Imagine that one day you sit down for a job interview. You are prepared to answer your interviewer’s questions and demonstrate your qualifications for the position.
Then imagine getting asked a question that has nothing to do with whether you are qualified for the job. In fact, though irrelevant, the question has to do with something very personal—your faith.
“Do you personally believe that gay relationships are a sin?”
“Do you intend to end your membership with this faith-based organization to avoid any appearance of bias in your new position?”
As your interviewer keeps probing for an answer, you realize that whether you get the job depends entirely on your answer to this irrelevant question. And you realize that no matter what your answer is, the interviewer has already made up her mind.
After all, how do you respond to comments like “I think whatever a religion is, it has its own dogma” or “religion has been used as a ruse to discriminate”?
You have just imagined the job interviews for 10 presidential nominees and their experience before the United States Senate. Not only were they questioned about their faith—they were questioned publicly and by senators who had every intention of casting them in a negative light based on their answers. And on more than one occasion, senators relied on the mischaracterizations of faith-based organizations perpetuated by groups like the Southern Poverty Law Center, a group hostile to several faith-based organizations.

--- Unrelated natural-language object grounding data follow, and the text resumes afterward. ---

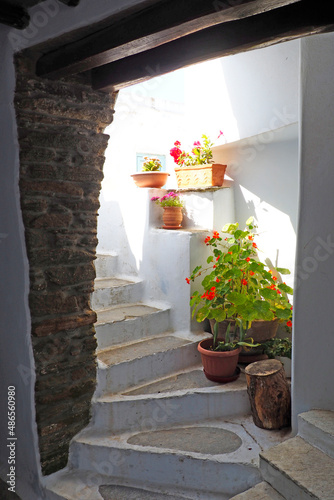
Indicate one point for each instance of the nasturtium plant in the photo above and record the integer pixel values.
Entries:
(236, 284)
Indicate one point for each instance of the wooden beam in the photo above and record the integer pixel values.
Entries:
(145, 29)
(14, 16)
(70, 3)
(278, 25)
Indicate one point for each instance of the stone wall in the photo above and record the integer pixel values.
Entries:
(62, 145)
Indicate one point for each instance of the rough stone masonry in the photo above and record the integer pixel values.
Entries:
(62, 145)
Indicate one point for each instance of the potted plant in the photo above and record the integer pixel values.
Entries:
(220, 358)
(237, 286)
(280, 349)
(151, 175)
(197, 169)
(172, 205)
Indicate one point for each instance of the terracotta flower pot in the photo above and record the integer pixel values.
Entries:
(211, 174)
(172, 217)
(150, 179)
(218, 365)
(260, 332)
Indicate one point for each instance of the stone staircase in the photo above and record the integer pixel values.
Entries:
(301, 468)
(159, 428)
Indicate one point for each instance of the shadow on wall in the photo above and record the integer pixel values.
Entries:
(112, 235)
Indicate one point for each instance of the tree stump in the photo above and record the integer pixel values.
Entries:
(269, 394)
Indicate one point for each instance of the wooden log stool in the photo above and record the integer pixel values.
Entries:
(269, 394)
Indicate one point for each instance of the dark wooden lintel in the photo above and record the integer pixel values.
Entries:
(147, 28)
(14, 16)
(278, 25)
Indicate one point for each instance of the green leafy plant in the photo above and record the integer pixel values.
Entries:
(201, 153)
(237, 286)
(230, 344)
(169, 200)
(151, 165)
(278, 347)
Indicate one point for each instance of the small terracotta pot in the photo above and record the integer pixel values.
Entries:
(150, 179)
(218, 364)
(172, 217)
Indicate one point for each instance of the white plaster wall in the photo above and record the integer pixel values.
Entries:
(266, 183)
(49, 19)
(16, 358)
(313, 371)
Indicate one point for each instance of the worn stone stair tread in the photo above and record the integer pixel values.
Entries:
(140, 349)
(112, 282)
(181, 381)
(317, 427)
(123, 312)
(116, 492)
(298, 462)
(262, 491)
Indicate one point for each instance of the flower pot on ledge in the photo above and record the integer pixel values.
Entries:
(206, 175)
(152, 179)
(172, 217)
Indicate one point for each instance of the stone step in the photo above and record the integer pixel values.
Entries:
(212, 460)
(116, 290)
(123, 366)
(129, 322)
(317, 428)
(184, 397)
(297, 470)
(106, 265)
(69, 484)
(262, 491)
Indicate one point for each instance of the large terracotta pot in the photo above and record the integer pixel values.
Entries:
(150, 179)
(211, 174)
(219, 366)
(172, 217)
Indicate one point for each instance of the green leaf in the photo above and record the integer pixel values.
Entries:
(236, 298)
(283, 313)
(285, 288)
(282, 270)
(268, 294)
(219, 315)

FRC’s new Issue Brief Rebels Without a Clause: When Senators Run Roughshod Over the “No Religious Test” Clause of the U.S. Constitution catalogs a disturbing trend by senators of interrogating nominees about the particulars of their beliefs or affiliations that demonstrate a hostility towards religion. The questions go beyond a reasonable inquiry into whether the nominee can remain impartial if faced with circumstances that conflict with her personal values. They aim to paint the nominee as discriminatory, partial, and incapable of faithfully carrying out her official duties.
Regardless of the political party of the senator, the nominee’s religious beliefs, or the particular office, these questions deter qualified candidates from pursuing public office at a time when we need them most. Faith and religion, after all, are often the foundation of integrity and character. The hostility and mistrust of religion that underlies these questions threaten to create a deficit of true leaders who are often such great role models because of their faith.
As commentators continue to draw attention to this flagrant display of bias against certain religious beliefs, we hope our elected leaders will understand that voters will not tolerate attacks against qualified candidates in exchange for fleeting political gain.